Tianyou Experiential Primary School and Kindergarten

  • area / size 729,093 sqft
  • Completed 2020
  • Location Suzhou, China,
  • BAU (Brearley Architects + Urbanists) designed a dynamic learning space for Tianyou Experiential Primary School and Kindergarten in Suzhou, China.

    Intro
    BAU was selected through invited competition to design a combined 24-class kindergarten and 48-class primary school on the rapidly urbanizing fringe of Suzhou New District.

    Classrooms and the in-between
    Cutting edge education models explore a more interactive, collaborative, inquisitive, student-centred, teaching-learning environment. Consequently the goal of the contemporary school building is to blur the line between formal teaching in classrooms and the informal learning of the in-between spaces. With smart spatial design, informal teaching can inhabit the informal learning spaces, and vice versa.
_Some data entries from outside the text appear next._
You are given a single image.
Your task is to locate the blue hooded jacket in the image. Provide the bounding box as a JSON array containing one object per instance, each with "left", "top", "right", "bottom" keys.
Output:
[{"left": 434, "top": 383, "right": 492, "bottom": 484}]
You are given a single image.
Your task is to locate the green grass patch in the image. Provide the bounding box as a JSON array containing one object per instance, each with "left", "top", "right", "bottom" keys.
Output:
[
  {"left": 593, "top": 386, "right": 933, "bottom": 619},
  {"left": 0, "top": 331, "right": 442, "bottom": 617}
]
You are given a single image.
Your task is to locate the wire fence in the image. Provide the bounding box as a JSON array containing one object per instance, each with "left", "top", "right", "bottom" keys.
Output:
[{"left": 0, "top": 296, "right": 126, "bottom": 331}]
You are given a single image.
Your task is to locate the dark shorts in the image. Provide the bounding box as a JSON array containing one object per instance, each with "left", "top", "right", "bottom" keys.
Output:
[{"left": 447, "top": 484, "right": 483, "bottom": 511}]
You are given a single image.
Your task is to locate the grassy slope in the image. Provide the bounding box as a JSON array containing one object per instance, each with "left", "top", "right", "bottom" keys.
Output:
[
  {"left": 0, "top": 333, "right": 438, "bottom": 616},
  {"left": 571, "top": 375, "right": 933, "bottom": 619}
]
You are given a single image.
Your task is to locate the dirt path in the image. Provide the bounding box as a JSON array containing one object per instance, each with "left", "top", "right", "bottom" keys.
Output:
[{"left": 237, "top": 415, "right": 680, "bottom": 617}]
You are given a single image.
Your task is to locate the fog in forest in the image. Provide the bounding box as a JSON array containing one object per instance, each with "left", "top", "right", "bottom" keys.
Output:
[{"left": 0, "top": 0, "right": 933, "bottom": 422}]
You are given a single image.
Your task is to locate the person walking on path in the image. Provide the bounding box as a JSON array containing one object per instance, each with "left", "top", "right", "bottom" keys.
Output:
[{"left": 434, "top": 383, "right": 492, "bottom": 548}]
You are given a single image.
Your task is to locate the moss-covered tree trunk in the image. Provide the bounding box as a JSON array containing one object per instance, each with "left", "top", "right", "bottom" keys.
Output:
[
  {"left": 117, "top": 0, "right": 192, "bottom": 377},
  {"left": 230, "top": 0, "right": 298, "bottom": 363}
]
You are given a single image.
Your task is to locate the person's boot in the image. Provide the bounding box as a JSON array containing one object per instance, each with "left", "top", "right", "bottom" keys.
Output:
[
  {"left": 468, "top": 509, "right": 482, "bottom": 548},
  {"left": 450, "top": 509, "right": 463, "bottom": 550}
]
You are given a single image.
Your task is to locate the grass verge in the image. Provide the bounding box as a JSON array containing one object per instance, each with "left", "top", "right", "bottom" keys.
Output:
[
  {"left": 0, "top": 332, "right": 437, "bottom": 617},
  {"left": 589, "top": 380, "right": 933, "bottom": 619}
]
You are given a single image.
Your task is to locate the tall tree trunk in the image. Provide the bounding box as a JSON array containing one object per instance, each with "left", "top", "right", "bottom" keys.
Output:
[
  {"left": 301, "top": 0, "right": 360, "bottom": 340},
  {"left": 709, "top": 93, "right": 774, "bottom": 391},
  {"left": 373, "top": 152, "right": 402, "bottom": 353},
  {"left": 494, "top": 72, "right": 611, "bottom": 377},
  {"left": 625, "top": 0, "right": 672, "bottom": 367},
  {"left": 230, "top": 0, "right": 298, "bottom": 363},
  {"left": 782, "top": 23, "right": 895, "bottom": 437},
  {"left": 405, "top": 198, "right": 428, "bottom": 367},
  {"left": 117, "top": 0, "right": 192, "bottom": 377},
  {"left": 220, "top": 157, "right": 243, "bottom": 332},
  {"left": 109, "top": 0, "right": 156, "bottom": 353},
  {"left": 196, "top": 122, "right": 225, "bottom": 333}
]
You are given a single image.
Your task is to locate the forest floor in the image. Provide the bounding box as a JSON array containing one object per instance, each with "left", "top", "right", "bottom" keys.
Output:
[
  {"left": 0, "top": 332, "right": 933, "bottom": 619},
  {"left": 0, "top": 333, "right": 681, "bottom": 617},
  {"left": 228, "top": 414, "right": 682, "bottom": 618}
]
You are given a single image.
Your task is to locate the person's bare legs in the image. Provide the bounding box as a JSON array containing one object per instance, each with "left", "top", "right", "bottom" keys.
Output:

This new approach to education requires the entire school to become a teaching-learning environment.

    Small site, lots of program
    Previous BAU school projects have lead to outcomes of buildings as figures on a ground of open space. With this project (a primary school and a kindergarten on a smaller site) the figure ground plan can be perceived as the reverse – open space as figures in a ground of building – more Circus Maximus or Piazza Navona than Levittown or Oak Park.

    Informal teaching and learning
    The site has been conceived as a building podium with the various open spaces required, extracted from that podium: the sports ground; the playground for the kindergarten children; the courtyards for the primary school children; entrances for both schools; and a ring of green between the schools and the footpath.

    What remains is in effect a meandering beam that runs around all the open spaces. This meandering beam contains a new innovative network – traditional school corridors have been transformed into lumpy and generous spaces where informal teaching and learning are encouraged. Within the largest of these corridors a number of semi-enclosed learning spaces are provided for informal events such as exhibitions and larger group work.

    Formal teaching and learning
    Six regular beams chasing the sun, contain modified classrooms and straddle the meandering beam. Within these beams, each pair of traditional classrooms is provided with a glass-walled meeting room. This enables smaller student teams to communicate without distracting the rest of the class, and still be within easy reach of the teacher. The informal / formal parts of the building are clearly articulated spatially, formally and materially.

    Place, iconography and abstraction
    Working with Chinese classical garden scholar, Craig Easton, the project engages with local geometries and motifs via unexpected framing, scaling, slippage, layering, wrapping and more to further integrate art and play with the learning environment.

    Kindergarten is German for children’s garden
    Five themed gardens provide the kindergarten with places to: dream, act and perform in the imagination garden; to swing, climb, slide and jump in the muscle garden; to dig, plant, pat, and explore in the nature garden; to shovel, sweep, and organise in the work garden; and to smell the flowers, taste the herbs, feel the water, listen to the pipes, and touch the textures in the garden of the senses.

    Past, present and future
    This project demonstrates that ancient spatial models can work together with current educational theories, to provide contemporary teaching and learning environments for future generations.